Is your version of that on a different page from this chat bot?

mlazos · 2 years ago
You can’t scale horizontally forever because of communication. I think HBM would provide a lot more flexibility with the number of chips you need.
fennecbutt · 2 years ago
Are there voice responses in the demo? I couldn't find em?
chaunnyong · 2 years ago
Hi Matanyal, we worked with groq for a project last year. would you be open to connect on LinkedIn? :)
trsohmers · 2 years ago
Groq states in this article [0] that they used 576 chips to achieve these results, and continuing with your analysis, you also need to factor in that for each additional user you want to have requires a separate KV cache, which can add multiple more gigabytes per user.

My professional independent observer opinion (not based on my 2 years of working at Groq) would have me assume that their COGS to achieve these performance numbers would exceed several million dollars, so depreciating that over expected usage at the theoretical prices they have posted seems impractical, so from an actual performance per dollar standpoint they don’t seem viable, but do have a very cool demo of an insane level of performance if you throw cost concerns out the window.

[0]: https://www.nextplatform.com/2023/11/27/groq-says-it-can-dep...

tome · 2 years ago
Thomas, I think for full disclosure you should also state that you left Groq to start a competitor (a competitor which doesn't have the world's lowest latency LLM engine nor a guarantee to match the cheapest per token prices, like Groq does.).

Anyone with a serious interest in the total cost of ownership of Groq's system is welcome to email contact@groq.com.

Aeolun · 2 years ago
I think that just means it’s for people that really want it?

John doe and his friends will never have a need to have their fart jokes generated at this speed, and are more interested in low costs.

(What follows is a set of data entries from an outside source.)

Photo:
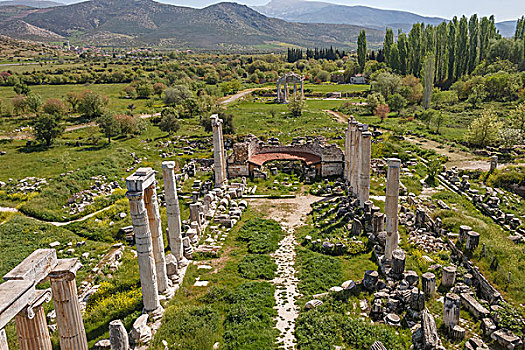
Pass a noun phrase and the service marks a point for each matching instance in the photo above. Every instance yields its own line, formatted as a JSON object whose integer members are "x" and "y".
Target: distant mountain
{"x": 220, "y": 26}
{"x": 324, "y": 12}
{"x": 31, "y": 3}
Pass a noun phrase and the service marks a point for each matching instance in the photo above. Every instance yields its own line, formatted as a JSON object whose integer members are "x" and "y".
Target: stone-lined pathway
{"x": 286, "y": 290}
{"x": 290, "y": 213}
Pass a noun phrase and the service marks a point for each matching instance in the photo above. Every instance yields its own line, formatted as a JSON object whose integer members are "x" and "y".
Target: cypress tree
{"x": 361, "y": 49}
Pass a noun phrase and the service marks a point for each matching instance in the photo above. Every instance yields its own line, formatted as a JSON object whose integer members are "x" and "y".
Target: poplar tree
{"x": 387, "y": 45}
{"x": 451, "y": 48}
{"x": 473, "y": 42}
{"x": 361, "y": 49}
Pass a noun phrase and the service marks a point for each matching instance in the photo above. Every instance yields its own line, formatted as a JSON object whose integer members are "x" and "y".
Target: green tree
{"x": 387, "y": 45}
{"x": 518, "y": 118}
{"x": 451, "y": 49}
{"x": 473, "y": 43}
{"x": 428, "y": 80}
{"x": 397, "y": 102}
{"x": 108, "y": 125}
{"x": 373, "y": 100}
{"x": 144, "y": 90}
{"x": 21, "y": 89}
{"x": 47, "y": 128}
{"x": 361, "y": 49}
{"x": 169, "y": 121}
{"x": 33, "y": 102}
{"x": 92, "y": 105}
{"x": 484, "y": 130}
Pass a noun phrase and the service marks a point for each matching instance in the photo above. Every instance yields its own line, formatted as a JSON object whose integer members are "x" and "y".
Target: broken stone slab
{"x": 473, "y": 306}
{"x": 140, "y": 332}
{"x": 312, "y": 304}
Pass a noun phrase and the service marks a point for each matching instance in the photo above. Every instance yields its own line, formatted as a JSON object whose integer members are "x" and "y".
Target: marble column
{"x": 3, "y": 340}
{"x": 364, "y": 169}
{"x": 218, "y": 151}
{"x": 391, "y": 206}
{"x": 173, "y": 212}
{"x": 70, "y": 326}
{"x": 139, "y": 217}
{"x": 152, "y": 208}
{"x": 31, "y": 324}
{"x": 356, "y": 157}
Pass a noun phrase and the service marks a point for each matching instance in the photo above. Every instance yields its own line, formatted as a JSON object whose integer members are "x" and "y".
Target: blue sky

But we’d recently been doing call center operations and being able to quickly figure out what someone said was a major issue. You kind of don’t want your system to wait for a second before responding each time. I can imagine it making sense if it reduces the latency to 10ms there as well. Though you might still run up against the ‘good enough’ factor.

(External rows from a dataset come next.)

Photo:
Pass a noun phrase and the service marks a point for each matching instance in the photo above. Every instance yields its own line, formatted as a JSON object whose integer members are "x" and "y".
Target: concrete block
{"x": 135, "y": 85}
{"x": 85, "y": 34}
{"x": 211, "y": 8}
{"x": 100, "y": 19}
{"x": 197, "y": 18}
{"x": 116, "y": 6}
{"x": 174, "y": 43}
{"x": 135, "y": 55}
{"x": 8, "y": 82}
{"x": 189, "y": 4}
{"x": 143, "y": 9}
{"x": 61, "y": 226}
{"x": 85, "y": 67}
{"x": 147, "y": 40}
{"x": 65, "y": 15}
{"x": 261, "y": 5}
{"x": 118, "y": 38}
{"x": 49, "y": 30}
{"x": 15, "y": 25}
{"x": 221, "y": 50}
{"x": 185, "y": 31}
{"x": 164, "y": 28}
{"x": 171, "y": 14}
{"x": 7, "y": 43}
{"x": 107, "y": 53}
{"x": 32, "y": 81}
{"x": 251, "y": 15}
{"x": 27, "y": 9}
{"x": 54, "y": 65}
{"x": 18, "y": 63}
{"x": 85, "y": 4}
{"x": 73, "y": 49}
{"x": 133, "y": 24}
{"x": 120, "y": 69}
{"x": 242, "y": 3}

I guess few people want to spend millions to go from 1000ms to 10ms, but when they do they really want it.

nickpsecurity · 2 years ago
What happened to Rex? Did it hit production or get abandoned?

It was also on my list of things to consider modifying for an AI accelerator. :)

tome · 2 years ago
If you want low latency you have to be really careful with HBM, not only because of the delay involved, but also the non-determinacy. One of the huge benefits of our LPU architecture is that we can build systems of hundreds of chips with fast interconnect and we know the precise timing of the whole system to within a few parts per million. Once you start integrating non-deterministic components your latency guarantees disappear very quickly.
pclmulqdq · 2 years ago
I don't know about HBM specifically, but DDR and GDDR at a protocol level are both deterministic. It's the memory controller doing a bunch of reordering that makes them non-deterministic. Presumably, if that is the reason you don't like DRAM, you could build your compiler to be memory-layout aware and have the memory controller issue commands without reordering.
frognumber · 2 years ago
From a theoretical perspective, this is absolutely not true. Asynchronous logic can achieve much lower latency guarantees than synchronous logic.

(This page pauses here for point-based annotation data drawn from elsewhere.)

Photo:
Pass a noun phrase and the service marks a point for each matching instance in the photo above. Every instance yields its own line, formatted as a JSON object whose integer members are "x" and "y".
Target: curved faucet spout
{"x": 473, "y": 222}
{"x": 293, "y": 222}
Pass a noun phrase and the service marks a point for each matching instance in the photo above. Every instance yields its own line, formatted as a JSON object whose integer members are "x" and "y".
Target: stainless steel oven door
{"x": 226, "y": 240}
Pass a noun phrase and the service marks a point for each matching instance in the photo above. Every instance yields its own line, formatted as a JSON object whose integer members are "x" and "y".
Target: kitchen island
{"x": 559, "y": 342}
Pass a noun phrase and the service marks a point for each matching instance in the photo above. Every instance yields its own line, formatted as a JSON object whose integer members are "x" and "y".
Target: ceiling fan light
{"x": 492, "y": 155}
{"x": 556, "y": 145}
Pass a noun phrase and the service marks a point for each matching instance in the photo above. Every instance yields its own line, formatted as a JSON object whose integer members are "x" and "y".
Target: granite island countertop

Come to think of it, this is one of the few places where asynchronous logic might be more than academic... Async logic is hard with complex control flows, which deep learning inference does not have.

(From a practical perspective, I know you were comparing to independently-clocked logic, rather than async logic)

SilverBirch · 2 years ago
Surely once you're scaling over multiple chips/servers/racks you're dealing with retries and checksums and sequence numbers anyway? How do you get around the non-determinacy of networking beyond just hoping that you don't see any errors?
pclmulqdq · 2 years ago
Groq devices are really well set up for small-batch-size inference because of the use of SRAM.

I'm not so convinced they have a Tok/sec/$ advantage at all, though, and especially at medium to large batch sizes which would be the groups who can afford to buy so much silicon.

I assume given the architecture that Groq actually doesn't get any faster for batch sizes >1, and Nvidia cards do get meaningfully higher throughput as batch size gets into the 100's.

foundval · 2 years ago
(Groq Employee) It's hard to discuss Tok/sec/$ outside of the context of a hardware sales engagement.

This is because the relationship between Tok/s/u, Tok/s/system, Batching, and Pipelining is a complex one that involves compute utilization, network utilization, and (in particular) a host of compilation techniques that we wouldn't want to share publicly. Maybe we'll get to that level of transparency at some point, though!

As far as Batching goes, you should consider that with synchronous systems, if all the stars align, Batch=1 is all you need. Of course, the devil is in the details, and sometimes small batch numbers still give you benefits. But Batch 100's generally gives no advantages. In fact, the entire point of developing deterministic hardware and synchronous systems is to avoid batching in the first place.

frozenport · 2 years ago

    I assume given the architecture that Groq actually doesn't get any faster for batch sizes >1
I guess if you don't have any extra junk you can pack more processing into the chip?

nabakin · 2 years ago
I've been thinking the same but on the other hand, that would mean they are operating at a huge loss which doesn't scale
londons_explore · 2 years ago
> more than a single model and a lot of finetunes/high rank LoRAs

I can imagine a way might be found to host a base model and a bunch of LoRA's whilst using barely more ram than the base model alone.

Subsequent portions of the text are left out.